Chilean salmon exports to the U.S. stopped after unsettling discovery

July 19, 2013

A chemical carcinogen found in salmon products has prompted the FDA to stop all U.S.-bound imports of fresh and frozen salmon produced by the Marine Harvest firm in Chile, according to Fish Info and Services Co (FIS). Salmon exports are one of the most prominent industries in Chile.

The discovery happened in early June when a batch of salmon contained traces of crystal violet (sometimes referred to as gentian violet), which is typically used to remove fungi in tanneries and the farmed salmon industry. The use of this chemical is illegal and is prohibited for use in food throughout the European Union and the U.S. Studies on this carcinogen have showed a negative impact on laboratory animals exposed to the crystal violet.

“The crystal violet is an antifungal product that is prohibited in Chile and the U.S. due to its carcinogenic effects,” as stated by Analia Murias’ article in FIS.

According to their website, Marine Harvest is “the world’s leading seafood company and the largest producer of farmed salmon.” Their companies and products span across the globe in 20 countries.

The Santiago Times reports that Marine Harvest’s sales and marketing director claims the company doesn’t use crystal violet and officials in Chile did not detect any of the substance prior to the salmon being shipped to North America. An investigation is underway to determine the contaminant source.

The Import Genius database detailing ocean freight shipping records shows nearly 2,100 shipments imported into the U.S. from Marine Harvest firm in Chile since 2006. Of those shipments, almost 1,500 contained salmon products. The data also shows that Marine Harvest has imported 22 shipments containing salmon since the start of 2013, and the weight of these imports exceeded 881,500 pounds.

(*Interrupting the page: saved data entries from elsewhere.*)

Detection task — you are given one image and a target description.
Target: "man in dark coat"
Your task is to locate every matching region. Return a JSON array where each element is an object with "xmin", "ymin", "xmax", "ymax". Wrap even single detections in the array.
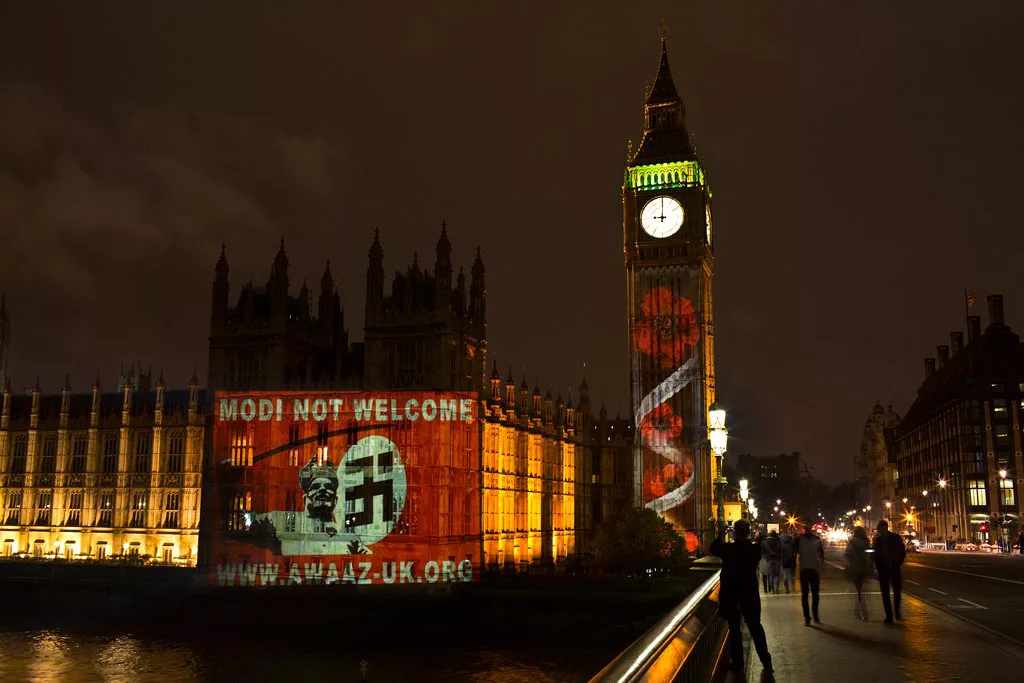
[
  {"xmin": 873, "ymin": 519, "xmax": 906, "ymax": 624},
  {"xmin": 711, "ymin": 520, "xmax": 773, "ymax": 674}
]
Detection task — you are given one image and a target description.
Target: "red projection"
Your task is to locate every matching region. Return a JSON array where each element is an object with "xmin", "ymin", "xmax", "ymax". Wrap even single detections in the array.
[{"xmin": 207, "ymin": 391, "xmax": 480, "ymax": 587}]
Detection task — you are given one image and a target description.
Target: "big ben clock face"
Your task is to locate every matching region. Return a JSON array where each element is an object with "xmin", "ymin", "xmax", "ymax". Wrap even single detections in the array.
[{"xmin": 640, "ymin": 196, "xmax": 684, "ymax": 238}]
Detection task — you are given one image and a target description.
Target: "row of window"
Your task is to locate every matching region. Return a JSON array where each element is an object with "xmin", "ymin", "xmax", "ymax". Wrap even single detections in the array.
[
  {"xmin": 2, "ymin": 490, "xmax": 182, "ymax": 528},
  {"xmin": 5, "ymin": 432, "xmax": 186, "ymax": 475},
  {"xmin": 966, "ymin": 478, "xmax": 1017, "ymax": 507}
]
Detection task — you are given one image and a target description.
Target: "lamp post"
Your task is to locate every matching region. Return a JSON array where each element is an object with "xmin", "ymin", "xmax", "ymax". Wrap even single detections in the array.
[
  {"xmin": 709, "ymin": 402, "xmax": 728, "ymax": 527},
  {"xmin": 739, "ymin": 478, "xmax": 749, "ymax": 521}
]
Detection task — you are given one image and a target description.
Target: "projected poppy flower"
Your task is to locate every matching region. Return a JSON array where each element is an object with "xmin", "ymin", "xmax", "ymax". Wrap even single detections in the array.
[
  {"xmin": 640, "ymin": 403, "xmax": 683, "ymax": 447},
  {"xmin": 647, "ymin": 460, "xmax": 693, "ymax": 500},
  {"xmin": 684, "ymin": 531, "xmax": 699, "ymax": 553},
  {"xmin": 634, "ymin": 288, "xmax": 700, "ymax": 368}
]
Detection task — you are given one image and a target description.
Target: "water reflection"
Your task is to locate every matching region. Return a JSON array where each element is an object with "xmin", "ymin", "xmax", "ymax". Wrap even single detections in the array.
[{"xmin": 0, "ymin": 631, "xmax": 576, "ymax": 682}]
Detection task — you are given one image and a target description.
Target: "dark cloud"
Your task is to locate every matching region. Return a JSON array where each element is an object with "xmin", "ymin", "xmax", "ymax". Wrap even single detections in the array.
[{"xmin": 1, "ymin": 1, "xmax": 1023, "ymax": 485}]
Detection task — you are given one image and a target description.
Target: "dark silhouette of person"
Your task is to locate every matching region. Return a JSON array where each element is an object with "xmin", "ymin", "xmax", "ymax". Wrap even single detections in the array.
[
  {"xmin": 711, "ymin": 519, "xmax": 773, "ymax": 674},
  {"xmin": 873, "ymin": 519, "xmax": 906, "ymax": 623}
]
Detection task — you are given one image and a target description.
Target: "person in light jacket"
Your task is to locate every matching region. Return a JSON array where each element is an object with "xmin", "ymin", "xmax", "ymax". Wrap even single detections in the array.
[{"xmin": 795, "ymin": 522, "xmax": 824, "ymax": 625}]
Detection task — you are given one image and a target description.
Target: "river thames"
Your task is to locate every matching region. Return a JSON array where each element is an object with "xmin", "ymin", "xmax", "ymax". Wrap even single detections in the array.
[{"xmin": 0, "ymin": 576, "xmax": 697, "ymax": 682}]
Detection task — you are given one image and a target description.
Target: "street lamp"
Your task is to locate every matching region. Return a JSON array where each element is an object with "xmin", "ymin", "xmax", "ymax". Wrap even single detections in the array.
[
  {"xmin": 922, "ymin": 490, "xmax": 929, "ymax": 497},
  {"xmin": 739, "ymin": 479, "xmax": 749, "ymax": 521},
  {"xmin": 999, "ymin": 469, "xmax": 1008, "ymax": 480},
  {"xmin": 902, "ymin": 498, "xmax": 908, "ymax": 504},
  {"xmin": 938, "ymin": 478, "xmax": 947, "ymax": 489},
  {"xmin": 709, "ymin": 402, "xmax": 728, "ymax": 526}
]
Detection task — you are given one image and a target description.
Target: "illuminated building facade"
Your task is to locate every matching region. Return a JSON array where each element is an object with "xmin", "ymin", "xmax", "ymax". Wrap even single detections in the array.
[
  {"xmin": 204, "ymin": 229, "xmax": 623, "ymax": 576},
  {"xmin": 894, "ymin": 295, "xmax": 1024, "ymax": 545},
  {"xmin": 623, "ymin": 39, "xmax": 716, "ymax": 539},
  {"xmin": 0, "ymin": 369, "xmax": 204, "ymax": 565}
]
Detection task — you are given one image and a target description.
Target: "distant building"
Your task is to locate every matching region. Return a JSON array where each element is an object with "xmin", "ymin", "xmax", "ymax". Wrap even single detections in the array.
[
  {"xmin": 855, "ymin": 403, "xmax": 900, "ymax": 508},
  {"xmin": 735, "ymin": 452, "xmax": 809, "ymax": 514},
  {"xmin": 894, "ymin": 295, "xmax": 1023, "ymax": 545},
  {"xmin": 0, "ymin": 369, "xmax": 204, "ymax": 565}
]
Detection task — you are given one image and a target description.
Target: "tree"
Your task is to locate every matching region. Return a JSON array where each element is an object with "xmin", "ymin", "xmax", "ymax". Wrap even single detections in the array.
[{"xmin": 594, "ymin": 507, "xmax": 684, "ymax": 576}]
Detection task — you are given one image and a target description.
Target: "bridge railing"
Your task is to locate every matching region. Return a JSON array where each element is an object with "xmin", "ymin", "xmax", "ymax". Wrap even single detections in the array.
[{"xmin": 589, "ymin": 558, "xmax": 726, "ymax": 683}]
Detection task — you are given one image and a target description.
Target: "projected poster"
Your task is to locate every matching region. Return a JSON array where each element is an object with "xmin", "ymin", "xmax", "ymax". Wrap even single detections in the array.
[
  {"xmin": 208, "ymin": 391, "xmax": 480, "ymax": 586},
  {"xmin": 632, "ymin": 266, "xmax": 703, "ymax": 543}
]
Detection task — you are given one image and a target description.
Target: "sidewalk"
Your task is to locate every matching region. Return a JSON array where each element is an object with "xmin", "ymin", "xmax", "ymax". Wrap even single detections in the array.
[{"xmin": 714, "ymin": 569, "xmax": 1024, "ymax": 682}]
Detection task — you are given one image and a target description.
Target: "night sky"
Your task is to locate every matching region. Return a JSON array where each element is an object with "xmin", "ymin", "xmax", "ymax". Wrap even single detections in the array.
[{"xmin": 1, "ymin": 2, "xmax": 1022, "ymax": 485}]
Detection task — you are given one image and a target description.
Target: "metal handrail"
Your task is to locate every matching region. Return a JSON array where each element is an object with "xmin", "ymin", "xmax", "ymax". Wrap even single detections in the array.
[{"xmin": 589, "ymin": 568, "xmax": 723, "ymax": 683}]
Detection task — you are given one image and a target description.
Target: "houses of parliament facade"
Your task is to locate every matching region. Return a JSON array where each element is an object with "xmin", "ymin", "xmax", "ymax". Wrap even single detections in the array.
[
  {"xmin": 0, "ymin": 37, "xmax": 710, "ymax": 573},
  {"xmin": 0, "ymin": 225, "xmax": 634, "ymax": 571}
]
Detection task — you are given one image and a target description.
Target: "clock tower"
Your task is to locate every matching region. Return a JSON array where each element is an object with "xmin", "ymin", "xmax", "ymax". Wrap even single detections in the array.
[{"xmin": 623, "ymin": 39, "xmax": 715, "ymax": 539}]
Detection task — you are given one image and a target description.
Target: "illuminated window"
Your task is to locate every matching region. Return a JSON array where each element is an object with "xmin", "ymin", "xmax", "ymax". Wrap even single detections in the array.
[
  {"xmin": 1000, "ymin": 479, "xmax": 1015, "ymax": 507},
  {"xmin": 995, "ymin": 429, "xmax": 1011, "ymax": 447},
  {"xmin": 40, "ymin": 436, "xmax": 57, "ymax": 474},
  {"xmin": 163, "ymin": 493, "xmax": 180, "ymax": 529},
  {"xmin": 67, "ymin": 491, "xmax": 83, "ymax": 527},
  {"xmin": 230, "ymin": 428, "xmax": 253, "ymax": 467},
  {"xmin": 968, "ymin": 480, "xmax": 987, "ymax": 507},
  {"xmin": 130, "ymin": 491, "xmax": 148, "ymax": 527},
  {"xmin": 227, "ymin": 491, "xmax": 252, "ymax": 531},
  {"xmin": 166, "ymin": 431, "xmax": 184, "ymax": 473},
  {"xmin": 134, "ymin": 432, "xmax": 152, "ymax": 473},
  {"xmin": 71, "ymin": 434, "xmax": 87, "ymax": 473},
  {"xmin": 97, "ymin": 491, "xmax": 114, "ymax": 527},
  {"xmin": 96, "ymin": 543, "xmax": 107, "ymax": 561},
  {"xmin": 9, "ymin": 435, "xmax": 27, "ymax": 474},
  {"xmin": 102, "ymin": 432, "xmax": 119, "ymax": 473},
  {"xmin": 3, "ymin": 491, "xmax": 23, "ymax": 525},
  {"xmin": 35, "ymin": 491, "xmax": 53, "ymax": 526},
  {"xmin": 316, "ymin": 422, "xmax": 329, "ymax": 464},
  {"xmin": 288, "ymin": 424, "xmax": 301, "ymax": 467}
]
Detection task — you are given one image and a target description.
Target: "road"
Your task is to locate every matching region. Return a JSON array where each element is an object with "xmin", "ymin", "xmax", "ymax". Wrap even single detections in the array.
[{"xmin": 829, "ymin": 543, "xmax": 1024, "ymax": 645}]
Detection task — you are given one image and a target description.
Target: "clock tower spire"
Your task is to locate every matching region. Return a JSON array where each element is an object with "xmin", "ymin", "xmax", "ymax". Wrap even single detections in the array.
[{"xmin": 623, "ymin": 37, "xmax": 715, "ymax": 539}]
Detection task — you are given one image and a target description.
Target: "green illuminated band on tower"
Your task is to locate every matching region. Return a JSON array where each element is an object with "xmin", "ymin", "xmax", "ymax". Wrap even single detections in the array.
[{"xmin": 625, "ymin": 160, "xmax": 707, "ymax": 191}]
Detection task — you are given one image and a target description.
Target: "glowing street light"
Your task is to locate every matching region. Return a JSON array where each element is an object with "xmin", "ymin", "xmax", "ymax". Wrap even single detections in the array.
[
  {"xmin": 885, "ymin": 501, "xmax": 892, "ymax": 509},
  {"xmin": 999, "ymin": 469, "xmax": 1008, "ymax": 479},
  {"xmin": 938, "ymin": 478, "xmax": 947, "ymax": 489},
  {"xmin": 776, "ymin": 499, "xmax": 782, "ymax": 506},
  {"xmin": 866, "ymin": 505, "xmax": 872, "ymax": 512},
  {"xmin": 922, "ymin": 490, "xmax": 929, "ymax": 497},
  {"xmin": 902, "ymin": 498, "xmax": 908, "ymax": 504},
  {"xmin": 709, "ymin": 402, "xmax": 728, "ymax": 526}
]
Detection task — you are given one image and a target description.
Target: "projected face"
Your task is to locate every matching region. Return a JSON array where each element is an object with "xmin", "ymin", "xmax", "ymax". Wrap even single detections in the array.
[
  {"xmin": 641, "ymin": 196, "xmax": 684, "ymax": 238},
  {"xmin": 299, "ymin": 459, "xmax": 339, "ymax": 523}
]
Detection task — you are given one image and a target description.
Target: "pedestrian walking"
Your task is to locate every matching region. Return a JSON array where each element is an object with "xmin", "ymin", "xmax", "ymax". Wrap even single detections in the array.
[
  {"xmin": 795, "ymin": 522, "xmax": 824, "ymax": 625},
  {"xmin": 873, "ymin": 519, "xmax": 906, "ymax": 624},
  {"xmin": 844, "ymin": 526, "xmax": 871, "ymax": 621},
  {"xmin": 763, "ymin": 531, "xmax": 782, "ymax": 593},
  {"xmin": 780, "ymin": 532, "xmax": 796, "ymax": 592},
  {"xmin": 710, "ymin": 520, "xmax": 774, "ymax": 674}
]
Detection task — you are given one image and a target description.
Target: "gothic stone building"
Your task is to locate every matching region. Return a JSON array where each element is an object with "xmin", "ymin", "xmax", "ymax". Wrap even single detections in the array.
[
  {"xmin": 206, "ymin": 227, "xmax": 632, "ymax": 570},
  {"xmin": 0, "ymin": 369, "xmax": 204, "ymax": 564}
]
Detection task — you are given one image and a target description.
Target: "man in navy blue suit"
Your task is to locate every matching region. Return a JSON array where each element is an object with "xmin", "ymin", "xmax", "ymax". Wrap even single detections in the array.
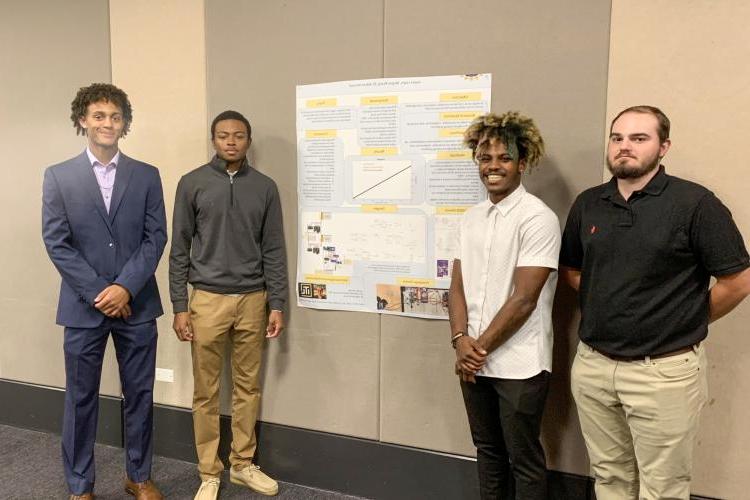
[{"xmin": 42, "ymin": 83, "xmax": 167, "ymax": 500}]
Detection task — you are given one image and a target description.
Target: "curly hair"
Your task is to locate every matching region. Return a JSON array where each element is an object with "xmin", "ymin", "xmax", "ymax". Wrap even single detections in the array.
[
  {"xmin": 70, "ymin": 83, "xmax": 133, "ymax": 137},
  {"xmin": 463, "ymin": 112, "xmax": 545, "ymax": 170}
]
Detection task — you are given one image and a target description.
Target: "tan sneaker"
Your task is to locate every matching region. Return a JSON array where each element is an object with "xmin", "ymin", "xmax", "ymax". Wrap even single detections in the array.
[
  {"xmin": 229, "ymin": 464, "xmax": 279, "ymax": 496},
  {"xmin": 194, "ymin": 477, "xmax": 220, "ymax": 500}
]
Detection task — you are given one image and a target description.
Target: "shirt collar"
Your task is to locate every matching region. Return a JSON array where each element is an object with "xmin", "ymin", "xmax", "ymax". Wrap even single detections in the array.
[
  {"xmin": 486, "ymin": 183, "xmax": 526, "ymax": 217},
  {"xmin": 210, "ymin": 154, "xmax": 249, "ymax": 175},
  {"xmin": 601, "ymin": 164, "xmax": 668, "ymax": 200},
  {"xmin": 86, "ymin": 147, "xmax": 120, "ymax": 168},
  {"xmin": 640, "ymin": 165, "xmax": 668, "ymax": 195}
]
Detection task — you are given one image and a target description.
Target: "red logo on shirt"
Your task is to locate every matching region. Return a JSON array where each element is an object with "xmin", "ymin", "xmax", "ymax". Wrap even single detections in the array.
[{"xmin": 590, "ymin": 225, "xmax": 597, "ymax": 234}]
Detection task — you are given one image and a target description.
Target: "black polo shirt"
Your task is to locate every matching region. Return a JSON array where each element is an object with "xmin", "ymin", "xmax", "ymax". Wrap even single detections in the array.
[{"xmin": 560, "ymin": 166, "xmax": 749, "ymax": 356}]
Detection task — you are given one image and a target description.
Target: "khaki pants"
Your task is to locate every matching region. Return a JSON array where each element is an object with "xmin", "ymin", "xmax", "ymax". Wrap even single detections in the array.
[
  {"xmin": 571, "ymin": 341, "xmax": 708, "ymax": 500},
  {"xmin": 190, "ymin": 289, "xmax": 267, "ymax": 480}
]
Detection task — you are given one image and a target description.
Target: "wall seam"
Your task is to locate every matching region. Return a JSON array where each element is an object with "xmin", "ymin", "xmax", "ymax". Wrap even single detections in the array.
[
  {"xmin": 201, "ymin": 0, "xmax": 211, "ymax": 162},
  {"xmin": 106, "ymin": 0, "xmax": 113, "ymax": 84},
  {"xmin": 107, "ymin": 0, "xmax": 123, "ymax": 401},
  {"xmin": 382, "ymin": 0, "xmax": 387, "ymax": 78},
  {"xmin": 377, "ymin": 0, "xmax": 386, "ymax": 443},
  {"xmin": 602, "ymin": 0, "xmax": 614, "ymax": 183}
]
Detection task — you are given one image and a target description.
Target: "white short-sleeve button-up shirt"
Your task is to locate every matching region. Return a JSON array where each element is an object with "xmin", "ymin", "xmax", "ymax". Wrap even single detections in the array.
[{"xmin": 456, "ymin": 184, "xmax": 561, "ymax": 379}]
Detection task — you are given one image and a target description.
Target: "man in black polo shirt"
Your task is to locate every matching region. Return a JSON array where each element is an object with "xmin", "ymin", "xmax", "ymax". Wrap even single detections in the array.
[{"xmin": 560, "ymin": 105, "xmax": 750, "ymax": 499}]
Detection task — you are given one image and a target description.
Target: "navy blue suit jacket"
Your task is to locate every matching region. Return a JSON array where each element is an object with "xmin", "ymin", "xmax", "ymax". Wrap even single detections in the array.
[{"xmin": 42, "ymin": 151, "xmax": 168, "ymax": 328}]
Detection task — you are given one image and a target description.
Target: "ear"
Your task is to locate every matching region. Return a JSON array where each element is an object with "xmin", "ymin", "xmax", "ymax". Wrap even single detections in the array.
[
  {"xmin": 519, "ymin": 160, "xmax": 527, "ymax": 173},
  {"xmin": 78, "ymin": 116, "xmax": 87, "ymax": 132},
  {"xmin": 659, "ymin": 138, "xmax": 671, "ymax": 159}
]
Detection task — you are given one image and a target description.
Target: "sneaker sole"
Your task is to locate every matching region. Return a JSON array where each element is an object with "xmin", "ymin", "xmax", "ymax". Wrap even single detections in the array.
[{"xmin": 229, "ymin": 475, "xmax": 279, "ymax": 496}]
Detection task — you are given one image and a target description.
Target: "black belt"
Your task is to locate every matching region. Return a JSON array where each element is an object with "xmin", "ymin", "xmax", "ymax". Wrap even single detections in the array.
[{"xmin": 592, "ymin": 343, "xmax": 698, "ymax": 362}]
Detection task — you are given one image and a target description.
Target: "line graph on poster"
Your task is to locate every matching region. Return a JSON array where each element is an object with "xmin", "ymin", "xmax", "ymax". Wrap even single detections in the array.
[{"xmin": 352, "ymin": 160, "xmax": 412, "ymax": 201}]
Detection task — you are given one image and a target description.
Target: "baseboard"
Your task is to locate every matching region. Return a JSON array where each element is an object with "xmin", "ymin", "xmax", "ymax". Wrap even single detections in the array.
[
  {"xmin": 0, "ymin": 378, "xmax": 121, "ymax": 447},
  {"xmin": 0, "ymin": 378, "xmax": 720, "ymax": 499},
  {"xmin": 151, "ymin": 402, "xmax": 482, "ymax": 499}
]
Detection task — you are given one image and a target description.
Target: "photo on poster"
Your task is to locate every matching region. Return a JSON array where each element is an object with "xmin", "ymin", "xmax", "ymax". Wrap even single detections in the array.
[
  {"xmin": 375, "ymin": 284, "xmax": 402, "ymax": 312},
  {"xmin": 400, "ymin": 286, "xmax": 449, "ymax": 318}
]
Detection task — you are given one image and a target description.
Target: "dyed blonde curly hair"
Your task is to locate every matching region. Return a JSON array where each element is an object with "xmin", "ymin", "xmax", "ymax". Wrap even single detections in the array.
[{"xmin": 463, "ymin": 112, "xmax": 545, "ymax": 171}]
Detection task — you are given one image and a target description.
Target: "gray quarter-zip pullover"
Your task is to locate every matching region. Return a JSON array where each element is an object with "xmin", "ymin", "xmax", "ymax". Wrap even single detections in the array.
[{"xmin": 169, "ymin": 156, "xmax": 288, "ymax": 312}]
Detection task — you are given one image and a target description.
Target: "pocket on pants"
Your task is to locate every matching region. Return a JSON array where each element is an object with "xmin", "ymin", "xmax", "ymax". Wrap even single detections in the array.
[
  {"xmin": 576, "ymin": 341, "xmax": 598, "ymax": 361},
  {"xmin": 189, "ymin": 289, "xmax": 215, "ymax": 319},
  {"xmin": 654, "ymin": 353, "xmax": 699, "ymax": 380},
  {"xmin": 570, "ymin": 345, "xmax": 591, "ymax": 400},
  {"xmin": 189, "ymin": 289, "xmax": 200, "ymax": 315}
]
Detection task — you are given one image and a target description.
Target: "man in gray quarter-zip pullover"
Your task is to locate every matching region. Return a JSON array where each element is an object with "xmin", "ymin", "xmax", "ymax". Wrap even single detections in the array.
[{"xmin": 169, "ymin": 110, "xmax": 288, "ymax": 499}]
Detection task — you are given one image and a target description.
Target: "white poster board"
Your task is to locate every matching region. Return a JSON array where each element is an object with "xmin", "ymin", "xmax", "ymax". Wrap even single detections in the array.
[{"xmin": 296, "ymin": 74, "xmax": 491, "ymax": 318}]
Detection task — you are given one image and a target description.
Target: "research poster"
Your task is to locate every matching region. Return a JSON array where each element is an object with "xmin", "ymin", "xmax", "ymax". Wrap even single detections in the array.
[{"xmin": 296, "ymin": 74, "xmax": 491, "ymax": 319}]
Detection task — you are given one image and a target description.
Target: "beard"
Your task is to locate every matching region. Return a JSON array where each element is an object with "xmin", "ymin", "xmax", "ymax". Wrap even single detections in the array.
[{"xmin": 607, "ymin": 153, "xmax": 660, "ymax": 179}]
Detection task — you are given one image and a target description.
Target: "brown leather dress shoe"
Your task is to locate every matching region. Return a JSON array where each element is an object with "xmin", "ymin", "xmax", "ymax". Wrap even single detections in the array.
[
  {"xmin": 125, "ymin": 478, "xmax": 164, "ymax": 500},
  {"xmin": 69, "ymin": 494, "xmax": 94, "ymax": 500}
]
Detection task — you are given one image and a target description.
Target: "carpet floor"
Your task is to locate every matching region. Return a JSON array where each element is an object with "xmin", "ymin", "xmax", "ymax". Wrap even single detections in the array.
[{"xmin": 0, "ymin": 423, "xmax": 367, "ymax": 500}]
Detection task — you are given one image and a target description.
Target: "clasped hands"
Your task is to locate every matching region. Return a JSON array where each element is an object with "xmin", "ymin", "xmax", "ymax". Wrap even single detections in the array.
[
  {"xmin": 454, "ymin": 336, "xmax": 487, "ymax": 383},
  {"xmin": 94, "ymin": 284, "xmax": 132, "ymax": 318}
]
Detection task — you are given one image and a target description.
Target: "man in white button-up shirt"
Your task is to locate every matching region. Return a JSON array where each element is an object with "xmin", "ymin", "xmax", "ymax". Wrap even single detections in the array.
[{"xmin": 448, "ymin": 112, "xmax": 560, "ymax": 499}]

Their website states the main product produced in Chile is “Atlantic salmon, sold fresh and frozen in a variety of forms such as: whole, fillets, steaks, boneless fresh. Smoked salmon is an additional product.” According to Murias, the ban on imports does not apply to smoked salmon.

Looking at a global overview since 2006, Marine Harvest companies’ exports of salmon to the U.S. have ranged from about 220 to nearly 600 shipments annually. Their imports peaked in 2007 with 581 shipments, but have since decreased with just less than 200 shipments recorded during 2012.

Delving into an overall snapshot of salmon imports into the U.S. this year, the first quarter saw strong numbers with a monthly average of 750 salmon shipments imported from January through March. The beginning of the second quarter followed a similar trend with 680 and 770 shipments recorded in April and May, respectively. However, imports began to slump last month and numbers have continued to drop. Less than 400 salmon shipments were received in June while about 150 have been received to date in July. Imports throughout the third quarter and into late 2013 will determine how much of a broader impact this contaminated salmon may have on overall U.S. imports of salmon products.